I was in San Francisco for a conference last week, and there are homeless people everywhere. It’s enough to drain any kind-hearted person’s wallet. I remember hearing someone comment that they knew a homeless person who made $30,000 a year begging for change. For many people, it’s not a lifestyle or an affliction brought down on them, it’s a career. Once when I was in Chicago I bought a ‘homeless man’ a sandwich and when I gave it to him, he just asked ‘what the hell is this?!? I wanted money!’ I’ve been wary of beggars ever since.

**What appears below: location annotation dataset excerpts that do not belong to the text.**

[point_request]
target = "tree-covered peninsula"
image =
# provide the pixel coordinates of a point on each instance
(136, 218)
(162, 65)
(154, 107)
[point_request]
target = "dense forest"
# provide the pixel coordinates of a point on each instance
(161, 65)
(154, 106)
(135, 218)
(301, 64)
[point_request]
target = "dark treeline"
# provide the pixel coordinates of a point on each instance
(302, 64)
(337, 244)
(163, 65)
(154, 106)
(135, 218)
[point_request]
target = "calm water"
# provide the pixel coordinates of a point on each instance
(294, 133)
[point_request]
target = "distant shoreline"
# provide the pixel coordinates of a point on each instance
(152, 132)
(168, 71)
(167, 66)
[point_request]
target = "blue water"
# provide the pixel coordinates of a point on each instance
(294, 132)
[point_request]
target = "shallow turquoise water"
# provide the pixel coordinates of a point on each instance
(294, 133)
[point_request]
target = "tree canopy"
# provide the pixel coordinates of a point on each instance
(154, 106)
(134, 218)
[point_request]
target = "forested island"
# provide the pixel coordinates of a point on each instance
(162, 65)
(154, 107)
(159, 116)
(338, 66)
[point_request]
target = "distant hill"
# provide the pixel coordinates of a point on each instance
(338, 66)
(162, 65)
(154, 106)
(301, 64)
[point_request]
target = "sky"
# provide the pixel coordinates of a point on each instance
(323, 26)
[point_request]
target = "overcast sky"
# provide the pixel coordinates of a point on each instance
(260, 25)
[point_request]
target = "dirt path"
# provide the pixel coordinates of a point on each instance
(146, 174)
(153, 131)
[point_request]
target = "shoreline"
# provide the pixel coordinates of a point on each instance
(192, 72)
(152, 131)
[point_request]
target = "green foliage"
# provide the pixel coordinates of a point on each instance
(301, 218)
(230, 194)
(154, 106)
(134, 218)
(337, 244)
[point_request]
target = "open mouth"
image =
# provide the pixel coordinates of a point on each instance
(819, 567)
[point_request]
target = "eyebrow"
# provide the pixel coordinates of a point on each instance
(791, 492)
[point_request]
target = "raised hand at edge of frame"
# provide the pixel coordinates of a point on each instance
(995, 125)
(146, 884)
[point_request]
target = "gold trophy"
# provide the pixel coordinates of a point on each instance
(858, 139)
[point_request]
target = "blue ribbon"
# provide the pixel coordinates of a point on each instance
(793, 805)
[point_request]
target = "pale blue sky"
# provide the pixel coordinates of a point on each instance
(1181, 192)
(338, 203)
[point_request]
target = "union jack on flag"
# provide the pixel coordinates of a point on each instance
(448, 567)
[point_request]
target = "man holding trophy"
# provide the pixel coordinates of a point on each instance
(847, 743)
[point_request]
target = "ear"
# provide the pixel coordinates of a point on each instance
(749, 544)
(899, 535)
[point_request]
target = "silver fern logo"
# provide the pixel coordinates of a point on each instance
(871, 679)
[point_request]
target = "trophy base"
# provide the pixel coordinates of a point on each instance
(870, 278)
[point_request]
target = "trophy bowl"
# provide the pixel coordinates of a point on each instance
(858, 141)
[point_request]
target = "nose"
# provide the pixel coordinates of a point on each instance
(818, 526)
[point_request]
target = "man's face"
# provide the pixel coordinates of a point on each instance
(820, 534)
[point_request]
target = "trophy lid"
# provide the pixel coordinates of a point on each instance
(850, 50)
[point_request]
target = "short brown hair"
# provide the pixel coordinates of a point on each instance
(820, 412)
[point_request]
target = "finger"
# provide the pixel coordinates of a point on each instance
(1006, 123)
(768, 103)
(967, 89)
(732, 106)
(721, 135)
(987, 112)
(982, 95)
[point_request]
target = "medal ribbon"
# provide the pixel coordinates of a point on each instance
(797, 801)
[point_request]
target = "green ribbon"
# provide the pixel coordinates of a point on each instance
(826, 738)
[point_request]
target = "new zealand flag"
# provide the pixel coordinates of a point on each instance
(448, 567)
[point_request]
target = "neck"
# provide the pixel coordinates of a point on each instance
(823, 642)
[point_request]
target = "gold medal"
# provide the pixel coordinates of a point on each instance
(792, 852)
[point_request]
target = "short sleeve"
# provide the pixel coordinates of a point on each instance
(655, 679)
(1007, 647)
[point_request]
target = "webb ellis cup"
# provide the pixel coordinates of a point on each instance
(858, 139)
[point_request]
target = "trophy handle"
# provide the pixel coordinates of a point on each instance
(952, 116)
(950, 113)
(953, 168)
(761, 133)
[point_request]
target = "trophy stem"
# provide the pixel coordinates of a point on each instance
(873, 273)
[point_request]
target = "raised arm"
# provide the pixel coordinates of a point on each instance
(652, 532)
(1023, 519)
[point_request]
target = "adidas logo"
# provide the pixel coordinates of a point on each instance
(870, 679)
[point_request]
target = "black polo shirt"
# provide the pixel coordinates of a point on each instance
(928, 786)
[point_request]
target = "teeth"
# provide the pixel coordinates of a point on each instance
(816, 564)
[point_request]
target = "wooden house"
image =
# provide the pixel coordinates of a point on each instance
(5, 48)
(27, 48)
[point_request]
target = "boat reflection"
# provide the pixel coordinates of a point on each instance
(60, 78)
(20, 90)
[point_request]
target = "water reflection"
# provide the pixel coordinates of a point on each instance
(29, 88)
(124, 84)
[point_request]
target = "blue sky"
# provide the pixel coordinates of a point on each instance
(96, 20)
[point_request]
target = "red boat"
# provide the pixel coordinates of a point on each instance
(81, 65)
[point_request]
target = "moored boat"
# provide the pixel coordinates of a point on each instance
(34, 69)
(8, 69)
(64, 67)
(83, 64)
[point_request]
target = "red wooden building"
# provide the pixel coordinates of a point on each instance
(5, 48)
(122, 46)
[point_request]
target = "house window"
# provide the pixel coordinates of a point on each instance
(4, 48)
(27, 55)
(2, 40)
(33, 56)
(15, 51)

But what about those who aren’t making a career of it? I smiled at one homeless man sitting on the curb, and he told me my smile was a very welcome thing. I met the eyes of another who was curled up in a sleeping bag in a storefront reading by streetlight and she offered a sad smile to me. I also saw an older man in a wheelchair with a sign that simply said ‘hungry’. I watched a flood of people walk by. No one even looked his way. But I did. I had nothing to give, but I noticed him. It may not keep him warm or fill his belly, but somewhere our souls connected for a brief moment. One man who was holding a sign asking ‘what if you were hungry?’ gave me a brief pause. He looked absolutely forlorn. So I stopped. I asked if he was really hungry, and he said yes. So I asked what his story was. He had been in the military and was dishonorably discharged. Since then, it’s been all downhill and he’d been begging for four years. I gave him some money. I cannot help everyone, nor do I want to. With the small amount of money I gave him, I offered him hope. Hope that life could be better. Hope that his reality wasn’t all there is. Even if he never changes, if he grows old on the streets, he has my hope whether he knows it or not.
And that is why I give to homeless people.